Lily konnte sehen, wie die Illusion verschwand und Voldemorts wirklichen Aussehen Platz machte. Vor ihr stand nun ein Mann um die 30 Jahre mit braunen, leicht welligen Haaren, smaragdgrünen Augen und markanteren Gesichtszügen. Und einer Nase…

„Hallo Lady Potter, wenn ich mich vorstellen darf, ich bin Tom, auch bekannt als Lord Voldemort. Aber du kannst mich gerne Tom nennen", stellte er sich vor.

„Dann nenn mich auch Lily. Das ganze Lady Potter Gehabe nervt", sprach Lily. Als sie daraufhin jedoch registrierte, dass Lord Potter, ihr Mann tot war, flossen die Tränen und sie setzte sich aufs Bett.

Jetzt war Tom leicht überfordert und wusste nicht wirklich was er machen sollte. Er war noch nie in einer Situation, in der er eine Frau trösten musste. Also setzte er sich kurzerhand neben sie auf das Bett, legte einen Arm um ihre Schulter und streichelte beruhigend ihren Rücken.

Hoffentlich bringt das was, dachte er sich. Aber immerhin wusste er warum sie weinte und vielleicht war es im Nachhinein nicht sonderlich klug gewesen, ihren Mann zu töten. Aber er hatte sich partout geweigert, ihm zuzuhören.

Nachdem Lily sich beruhigt hatte, nahm sie sich eine Tasche aus dem Schrank und begann, ihre Kleidung hineinzuwerfen.
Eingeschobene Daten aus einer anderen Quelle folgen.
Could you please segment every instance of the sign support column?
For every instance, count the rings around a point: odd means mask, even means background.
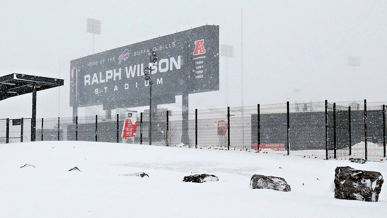
[[[32,117],[31,119],[31,141],[35,142],[36,136],[36,87],[32,92]]]

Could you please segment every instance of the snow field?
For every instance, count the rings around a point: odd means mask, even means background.
[[[386,184],[377,202],[335,199],[330,190],[336,166],[385,175],[384,162],[69,141],[3,144],[0,157],[1,217],[387,216]],[[26,163],[35,168],[20,168]],[[82,172],[67,171],[76,166]],[[149,178],[119,176],[138,172]],[[219,181],[182,182],[203,173]],[[291,191],[251,189],[255,174],[283,178]]]

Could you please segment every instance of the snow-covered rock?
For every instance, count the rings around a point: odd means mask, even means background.
[[[335,170],[335,198],[377,201],[383,183],[379,172],[339,166]]]
[[[187,176],[184,176],[184,178],[183,179],[183,182],[189,182],[199,183],[216,181],[219,181],[217,176],[214,175],[209,175],[208,174],[205,174]]]
[[[349,161],[351,162],[360,163],[362,164],[365,163],[365,162],[367,162],[367,161],[362,158],[354,158],[353,157],[351,157],[348,159],[349,160]]]
[[[74,167],[74,168],[72,168],[71,169],[70,169],[70,170],[68,170],[69,171],[73,171],[74,170],[80,171],[80,170],[79,169],[78,169],[78,168],[76,166]],[[82,172],[82,171],[80,171]]]
[[[21,168],[22,167],[28,167],[28,166],[33,166],[34,168],[35,168],[35,166],[34,166],[34,165],[31,165],[30,164],[24,164],[24,166],[21,166],[20,168]]]
[[[284,179],[271,176],[253,175],[250,180],[250,186],[253,189],[272,189],[281,192],[291,190],[290,186]]]
[[[149,177],[148,174],[147,174],[145,173],[127,173],[126,174],[122,174],[120,175],[120,176],[141,176],[142,178],[143,178],[144,176]]]

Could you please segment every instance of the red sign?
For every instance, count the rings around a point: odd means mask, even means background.
[[[227,123],[224,120],[219,120],[217,123],[218,135],[225,135],[227,133]]]
[[[254,148],[257,150],[258,148],[257,144],[251,145]],[[259,145],[260,149],[271,149],[273,151],[285,151],[284,144],[260,144]]]
[[[204,43],[204,39],[195,41],[195,50],[194,51],[194,55],[205,54]]]
[[[136,135],[136,130],[137,130],[137,123],[138,119],[136,120],[134,124],[132,123],[130,119],[125,119],[123,122],[123,128],[122,129],[122,135],[121,138],[128,138],[133,137]]]

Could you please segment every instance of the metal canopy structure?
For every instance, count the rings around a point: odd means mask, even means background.
[[[62,86],[64,80],[12,73],[0,77],[0,100],[28,93],[32,93],[32,117],[31,141],[36,137],[36,92]]]

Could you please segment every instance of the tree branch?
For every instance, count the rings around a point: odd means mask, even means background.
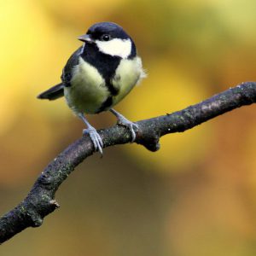
[[[160,137],[181,132],[218,115],[256,102],[256,83],[247,82],[183,110],[137,122],[136,143],[150,151],[160,148]],[[115,125],[98,131],[104,148],[131,141],[127,129]],[[27,227],[38,227],[44,218],[59,207],[55,194],[67,176],[85,158],[94,153],[92,143],[85,136],[67,148],[51,161],[35,182],[31,191],[15,208],[0,218],[0,242]]]

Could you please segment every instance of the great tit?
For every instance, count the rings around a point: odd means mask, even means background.
[[[61,76],[61,83],[39,94],[49,101],[65,96],[68,107],[87,125],[96,151],[102,154],[102,140],[85,119],[85,113],[109,110],[119,125],[128,127],[132,142],[137,125],[112,108],[146,77],[135,44],[124,29],[113,22],[96,23],[78,38],[84,42],[68,59]]]

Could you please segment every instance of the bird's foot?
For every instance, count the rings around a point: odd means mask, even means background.
[[[100,135],[97,133],[96,130],[94,127],[90,126],[89,128],[83,130],[83,134],[84,135],[89,134],[89,136],[92,141],[95,151],[99,151],[101,153],[101,154],[102,155],[103,154],[103,151],[102,151],[103,142],[102,142]]]
[[[138,125],[128,120],[127,119],[125,119],[123,115],[121,115],[120,113],[118,116],[118,124],[123,126],[127,127],[131,133],[131,143],[134,143],[135,139],[136,139],[136,133],[134,130],[138,130]]]

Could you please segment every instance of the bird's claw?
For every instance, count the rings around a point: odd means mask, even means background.
[[[100,135],[97,133],[96,130],[94,127],[89,127],[87,129],[83,130],[83,134],[86,135],[89,134],[95,151],[99,151],[101,154],[103,154],[102,148],[103,148],[103,142],[100,137]]]

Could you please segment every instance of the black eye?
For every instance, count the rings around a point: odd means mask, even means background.
[[[103,36],[102,36],[102,41],[109,41],[110,40],[110,36],[108,34],[105,34]]]

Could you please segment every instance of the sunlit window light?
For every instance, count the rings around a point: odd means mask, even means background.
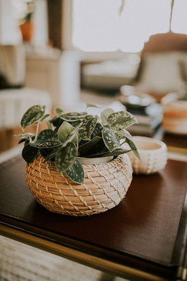
[[[171,29],[173,32],[187,34],[186,11],[186,0],[175,1],[171,26]]]
[[[141,51],[150,35],[169,31],[171,3],[172,0],[73,0],[73,45],[84,51]],[[187,34],[186,11],[186,0],[175,0],[172,31]]]

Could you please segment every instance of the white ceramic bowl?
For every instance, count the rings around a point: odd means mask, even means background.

Danach folgten ein paar Bücher und die Sachen aus dem angrenzenden Badezimmer. Schließlich ging sie mit Tom an ihrer Seite in das Zimmer ihrer Kinder und stockte.

Ihre Kinder waren weg. Einfach weg. Lily stellte sich auf den Stuhl und sah auf den Schränken nach. Vielleicht war das nur ein kleiner Magieausbruch ihres Sohnes. Aber nein! Nirgendwo waren ihre Kinder.

Gerade als Lily zu dieser Erkenntnis gekommen ist, hörte sie von draußen das Knattern eines Motorrads. Sie stürmte an das Fenster und sah gerade noch, wie sich Sirius Blacks Motorrad entfernte, jedoch mit einem ziemlich großen Mann darauf. Das konnte nur Hagrid sein. Er hatte ihre Kinder mitgenommen und das Schlimmste war, sie wusste nicht wohin, wahrscheinlich aber jedoch zu Dumbledore.

Dann fing sie an richtig zu weinen und wollte sich nicht mehr beruhigen. Tom kam zu ihr und nahm sie in den Arm. Immerhin wusste er jetzt, wie er sie trösten konnte und Lily lehnte sich an ihn. Nachdem Lily sich nach einer Weile wieder etwas beruhigt hatte, apparierte Tom mit ihr. Doch Lily bekam das gar nicht richtig mit, da ihre Gedanken sich nur noch um die Entführung ihrer Kinder drehten.

Eins war sicher, dachte sich Tom. So schnell würde sie sich nicht beruhigen und wenn sie noch die Leiche ihres Mannes sehen würde, würde das wahrscheinlich noch Wochen dauern.

Tom brachte Lily in das Gästezimmer neben seins und legte sie hinein. Da sie sich dann aber still weigerte, ihn loszulassen, legte er sich neben sie. Lily kuschelte sich an ihn und ab morgen würden sie gemeinsam nach ihren Kindern suchen, aber erst nachdem Lily sich beruhigt haben wird.